По примеру сына, он решил перейти на здоровое питание, больше есть рыбу – и пришёл в ужас.
– Как вы это едите?! Это же рыбьи разлагающиеся трупы: прилипают к ножу и разъезжаются, как каша. Ну почему, – вопрошал он, – когда у нас готовят рыбу – это всегда невыносимая вонь, так что потом требуется проветривать квартиру? Почему вместо бульона – мутные серые помои? У них готовишь утреннюю выловленную рыбу: куски упругие и нежные, белые и розовые, слюнки текут.
Также он решительно не понимал, почему на наших яйцах ставят на фиг никому не нужные штампы «N-ская птицефабрика» или какое-нибудь «Яйцо деревенское». А самая-то главная информация – дата изготовления – отсутствует!
– Вчерашнее яйцо, – убеждал он, – это уже отрава, яд для печени. А у нас магазины забиты яйцами, привезёнными с Дальнего Востока! Сколько им дней? Недель? Месяцев?!
Как-то, дожидаясь автобуса, мы продрогли под дождём на ветру и заскочили в кулинарный магазин. Продавщица крикнула: «Вы заказываете или нет? Остановку, блин, себе тёплую нашли». Уборщица подпела: «Уже окна заложили, а они всё идут и идут».
Действительно, выходящие на остановку окна были заложены огромными кусками ДСП: именно с целью, чтобы озябшие ожидающие не могли из окошка магазина подсмотреть номер подъезжающего автобуса.

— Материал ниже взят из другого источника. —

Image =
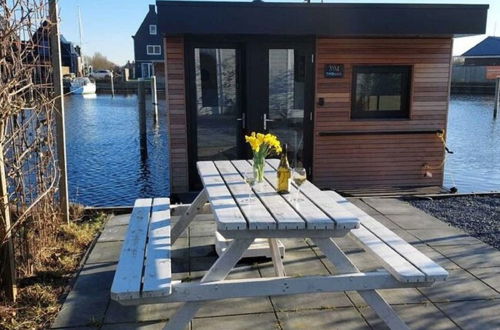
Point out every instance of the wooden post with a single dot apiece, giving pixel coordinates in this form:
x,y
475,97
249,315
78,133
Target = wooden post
x,y
112,85
55,47
497,91
8,269
154,97
141,94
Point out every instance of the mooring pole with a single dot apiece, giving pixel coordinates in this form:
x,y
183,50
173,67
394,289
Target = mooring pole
x,y
112,85
55,47
497,91
141,94
7,256
154,97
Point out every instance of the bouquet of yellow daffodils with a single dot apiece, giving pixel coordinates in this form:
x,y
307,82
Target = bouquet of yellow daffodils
x,y
262,146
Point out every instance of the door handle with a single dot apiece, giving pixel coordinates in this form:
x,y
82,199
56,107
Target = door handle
x,y
242,119
266,120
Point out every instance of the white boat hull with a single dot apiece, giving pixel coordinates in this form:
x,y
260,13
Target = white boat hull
x,y
87,89
82,85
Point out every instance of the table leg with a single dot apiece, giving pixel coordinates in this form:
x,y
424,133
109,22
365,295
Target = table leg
x,y
188,216
279,269
342,263
219,270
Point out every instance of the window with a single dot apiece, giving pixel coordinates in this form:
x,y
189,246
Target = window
x,y
152,29
153,50
380,92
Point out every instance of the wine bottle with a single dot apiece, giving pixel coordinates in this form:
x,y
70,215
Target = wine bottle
x,y
284,173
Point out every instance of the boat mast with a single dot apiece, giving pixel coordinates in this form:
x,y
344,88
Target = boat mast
x,y
84,69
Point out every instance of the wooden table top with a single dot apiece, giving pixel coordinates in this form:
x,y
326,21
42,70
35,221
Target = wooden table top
x,y
270,214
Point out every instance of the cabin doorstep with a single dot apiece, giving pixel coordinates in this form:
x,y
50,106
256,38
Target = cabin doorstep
x,y
357,91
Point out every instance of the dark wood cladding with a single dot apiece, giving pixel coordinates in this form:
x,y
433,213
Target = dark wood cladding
x,y
176,109
365,160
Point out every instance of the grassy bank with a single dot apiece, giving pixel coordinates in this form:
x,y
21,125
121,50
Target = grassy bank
x,y
40,296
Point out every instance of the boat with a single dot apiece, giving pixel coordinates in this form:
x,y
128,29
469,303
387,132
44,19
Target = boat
x,y
82,85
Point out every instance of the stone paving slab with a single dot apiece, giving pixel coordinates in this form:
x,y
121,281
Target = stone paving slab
x,y
113,233
417,220
338,318
473,284
118,220
262,321
460,285
490,276
135,326
393,296
117,313
105,252
474,315
416,316
88,300
471,256
389,206
449,236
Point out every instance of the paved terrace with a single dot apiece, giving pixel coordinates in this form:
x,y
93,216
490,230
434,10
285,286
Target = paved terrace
x,y
469,299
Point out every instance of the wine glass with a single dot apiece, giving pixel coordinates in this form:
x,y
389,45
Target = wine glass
x,y
299,176
249,177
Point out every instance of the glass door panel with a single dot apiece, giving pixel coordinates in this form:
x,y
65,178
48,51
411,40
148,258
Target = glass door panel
x,y
286,100
217,104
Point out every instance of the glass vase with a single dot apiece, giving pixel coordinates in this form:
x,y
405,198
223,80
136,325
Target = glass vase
x,y
258,169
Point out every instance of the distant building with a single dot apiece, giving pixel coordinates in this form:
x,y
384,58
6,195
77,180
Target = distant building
x,y
475,70
148,46
70,57
485,53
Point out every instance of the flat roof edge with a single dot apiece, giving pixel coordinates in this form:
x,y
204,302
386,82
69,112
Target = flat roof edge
x,y
315,4
330,19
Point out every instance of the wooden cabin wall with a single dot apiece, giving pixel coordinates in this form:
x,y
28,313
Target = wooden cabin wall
x,y
176,109
352,161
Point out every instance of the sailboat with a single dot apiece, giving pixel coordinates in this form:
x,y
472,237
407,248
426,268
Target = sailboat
x,y
82,85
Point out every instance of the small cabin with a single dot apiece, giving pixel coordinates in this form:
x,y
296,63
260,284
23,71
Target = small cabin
x,y
359,92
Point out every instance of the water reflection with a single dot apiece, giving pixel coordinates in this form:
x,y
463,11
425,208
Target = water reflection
x,y
105,166
474,137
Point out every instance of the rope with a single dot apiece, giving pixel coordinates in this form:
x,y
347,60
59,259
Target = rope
x,y
440,134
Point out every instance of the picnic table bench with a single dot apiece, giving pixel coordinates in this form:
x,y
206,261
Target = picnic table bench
x,y
143,274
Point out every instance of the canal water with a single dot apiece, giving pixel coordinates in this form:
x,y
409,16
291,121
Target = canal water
x,y
107,168
474,137
105,164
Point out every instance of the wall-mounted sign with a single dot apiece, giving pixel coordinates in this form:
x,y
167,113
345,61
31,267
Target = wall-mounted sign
x,y
334,70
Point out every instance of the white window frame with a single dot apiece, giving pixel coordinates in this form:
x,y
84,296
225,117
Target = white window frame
x,y
154,50
154,31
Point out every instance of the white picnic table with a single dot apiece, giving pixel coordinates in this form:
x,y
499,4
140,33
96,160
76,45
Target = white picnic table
x,y
143,274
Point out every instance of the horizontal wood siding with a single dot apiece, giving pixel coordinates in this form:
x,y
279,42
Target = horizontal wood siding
x,y
352,161
176,103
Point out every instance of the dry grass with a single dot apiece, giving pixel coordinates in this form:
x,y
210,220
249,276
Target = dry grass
x,y
39,297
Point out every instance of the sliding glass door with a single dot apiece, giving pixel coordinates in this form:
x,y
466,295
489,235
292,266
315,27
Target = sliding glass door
x,y
234,89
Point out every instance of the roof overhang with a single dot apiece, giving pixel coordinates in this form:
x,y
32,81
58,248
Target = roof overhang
x,y
325,19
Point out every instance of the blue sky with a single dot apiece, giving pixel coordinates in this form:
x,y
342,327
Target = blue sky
x,y
109,24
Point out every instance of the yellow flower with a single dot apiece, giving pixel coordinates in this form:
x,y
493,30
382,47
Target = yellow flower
x,y
264,143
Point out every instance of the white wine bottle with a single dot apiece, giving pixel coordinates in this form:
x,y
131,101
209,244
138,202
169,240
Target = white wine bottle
x,y
284,173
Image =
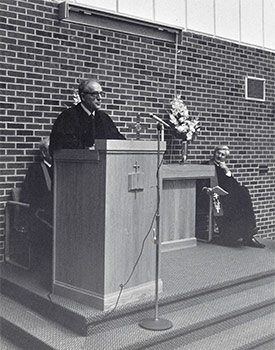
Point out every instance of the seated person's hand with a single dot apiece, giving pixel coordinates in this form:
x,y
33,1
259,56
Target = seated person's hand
x,y
208,190
224,167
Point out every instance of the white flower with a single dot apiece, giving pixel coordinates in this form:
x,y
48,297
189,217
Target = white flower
x,y
76,97
183,123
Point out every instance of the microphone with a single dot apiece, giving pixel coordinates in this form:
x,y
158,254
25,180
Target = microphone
x,y
151,115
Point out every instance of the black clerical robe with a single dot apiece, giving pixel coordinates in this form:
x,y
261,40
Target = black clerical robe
x,y
75,129
238,219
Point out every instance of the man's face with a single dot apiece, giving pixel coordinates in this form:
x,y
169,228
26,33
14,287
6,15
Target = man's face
x,y
220,156
92,97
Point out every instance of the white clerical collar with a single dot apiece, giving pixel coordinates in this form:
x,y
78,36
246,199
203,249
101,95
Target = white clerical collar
x,y
87,111
47,163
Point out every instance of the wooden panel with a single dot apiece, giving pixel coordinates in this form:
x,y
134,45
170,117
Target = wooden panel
x,y
100,225
178,209
128,217
80,204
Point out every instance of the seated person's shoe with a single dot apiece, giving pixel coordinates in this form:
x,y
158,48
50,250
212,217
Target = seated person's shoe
x,y
224,241
253,243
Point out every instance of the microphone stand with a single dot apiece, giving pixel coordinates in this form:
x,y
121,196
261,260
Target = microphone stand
x,y
156,323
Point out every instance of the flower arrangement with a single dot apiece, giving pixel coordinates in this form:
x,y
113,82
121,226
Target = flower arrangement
x,y
180,120
76,97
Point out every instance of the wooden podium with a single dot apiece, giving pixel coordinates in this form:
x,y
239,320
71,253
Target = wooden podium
x,y
104,204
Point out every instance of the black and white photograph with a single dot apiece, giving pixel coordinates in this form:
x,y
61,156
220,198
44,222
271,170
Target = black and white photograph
x,y
137,206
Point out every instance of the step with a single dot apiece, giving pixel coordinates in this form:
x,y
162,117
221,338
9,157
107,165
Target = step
x,y
20,321
254,330
82,319
6,344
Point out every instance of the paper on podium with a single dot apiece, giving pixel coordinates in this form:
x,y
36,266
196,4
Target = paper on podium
x,y
218,190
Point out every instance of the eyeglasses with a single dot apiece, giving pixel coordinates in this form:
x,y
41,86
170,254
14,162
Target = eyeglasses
x,y
96,94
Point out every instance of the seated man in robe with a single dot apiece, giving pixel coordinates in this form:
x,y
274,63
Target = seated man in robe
x,y
78,127
238,219
37,191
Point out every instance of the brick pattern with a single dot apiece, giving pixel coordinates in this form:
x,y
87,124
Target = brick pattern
x,y
43,60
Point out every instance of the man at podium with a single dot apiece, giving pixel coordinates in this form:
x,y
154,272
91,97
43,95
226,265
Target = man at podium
x,y
78,127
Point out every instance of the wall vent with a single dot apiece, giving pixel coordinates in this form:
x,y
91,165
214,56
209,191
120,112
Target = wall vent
x,y
254,89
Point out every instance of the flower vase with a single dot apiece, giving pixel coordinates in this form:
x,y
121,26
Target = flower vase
x,y
184,152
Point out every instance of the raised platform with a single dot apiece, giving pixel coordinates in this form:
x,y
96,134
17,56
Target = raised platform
x,y
207,290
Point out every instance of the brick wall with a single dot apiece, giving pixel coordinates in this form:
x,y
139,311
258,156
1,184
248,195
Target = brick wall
x,y
43,59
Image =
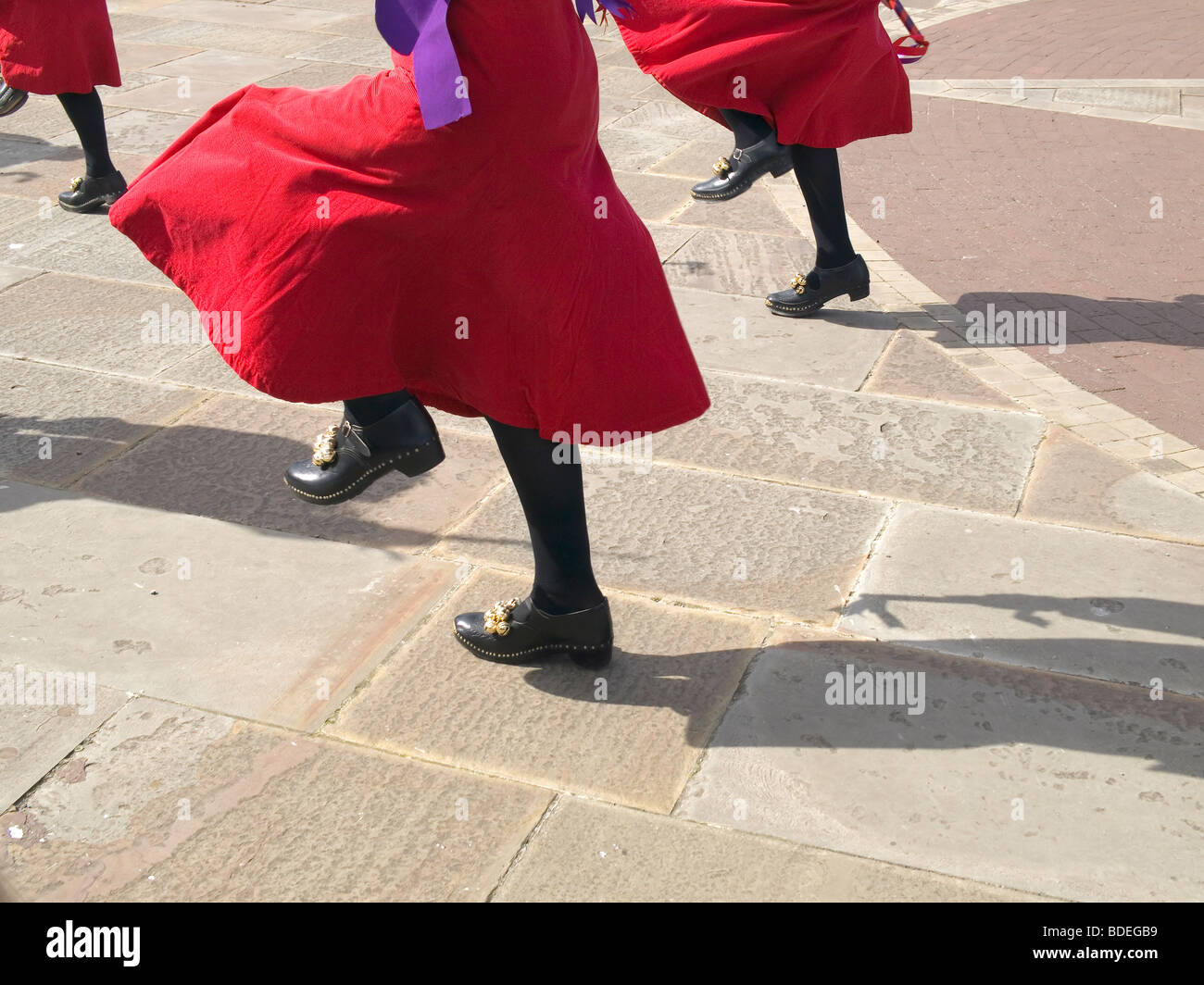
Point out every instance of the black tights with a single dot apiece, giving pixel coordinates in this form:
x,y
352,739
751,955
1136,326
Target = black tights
x,y
88,118
819,176
553,499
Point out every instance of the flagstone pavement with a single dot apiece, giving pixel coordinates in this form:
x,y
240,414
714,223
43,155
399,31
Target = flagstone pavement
x,y
281,709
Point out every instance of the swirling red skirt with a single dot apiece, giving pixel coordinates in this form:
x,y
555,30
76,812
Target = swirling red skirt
x,y
56,46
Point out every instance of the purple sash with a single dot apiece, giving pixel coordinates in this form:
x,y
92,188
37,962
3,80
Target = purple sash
x,y
420,28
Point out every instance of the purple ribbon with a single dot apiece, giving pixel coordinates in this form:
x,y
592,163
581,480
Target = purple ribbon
x,y
420,28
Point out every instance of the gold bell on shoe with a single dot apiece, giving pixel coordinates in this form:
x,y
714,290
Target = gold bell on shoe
x,y
324,448
498,616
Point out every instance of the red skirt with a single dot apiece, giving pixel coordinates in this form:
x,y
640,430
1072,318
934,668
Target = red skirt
x,y
56,46
490,267
821,71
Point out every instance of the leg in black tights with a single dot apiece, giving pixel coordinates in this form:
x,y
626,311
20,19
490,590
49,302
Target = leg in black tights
x,y
819,176
368,411
746,128
554,504
88,118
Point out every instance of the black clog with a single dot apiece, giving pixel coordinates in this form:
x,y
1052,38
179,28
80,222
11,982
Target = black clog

– Ну почему мы такие?! – горько изумлялся он. – Причина-то в нас самих. В Америке кафешка у остановки в три раза дороже стоит, потому что место людное, бойкое. Хозяин с улыбкой – белозубой, широкой – ещё и стульчики у окна расставит. Свежие журнальчики принесёт: на здоровье, ждите свой автобус! Не жалко!
Потому что это потенциальные покупатели: кто-то чего-то присмотрит, кто-то купит. А не купит – в следующий раз к приветливому хозяину непременно на огонёк заглянет… И потом, не под дождём же людям зябнуть. Не звери же мы друг другу, в конце концов. А ещё у них в Америке…
Однажды «за Америку» в застолье по пьяному делу, патриотичные мужики ему от души начистили шею. Он отряхивался, прилаживал оторванный воротничок и сорванным тонким голосом кричал:
– Во-от, только на это мы и способны. У нас за все невзгоды отрываются на слабых. Отстаивать свои права – что вы! Нас хватает только на то, чтобы сладострастно стучать «куда надо» на старушку, по соседству сдающую квартиру. Во всех наших бедах враг номер один – это всегда соседка-старушка. Вот в Америке…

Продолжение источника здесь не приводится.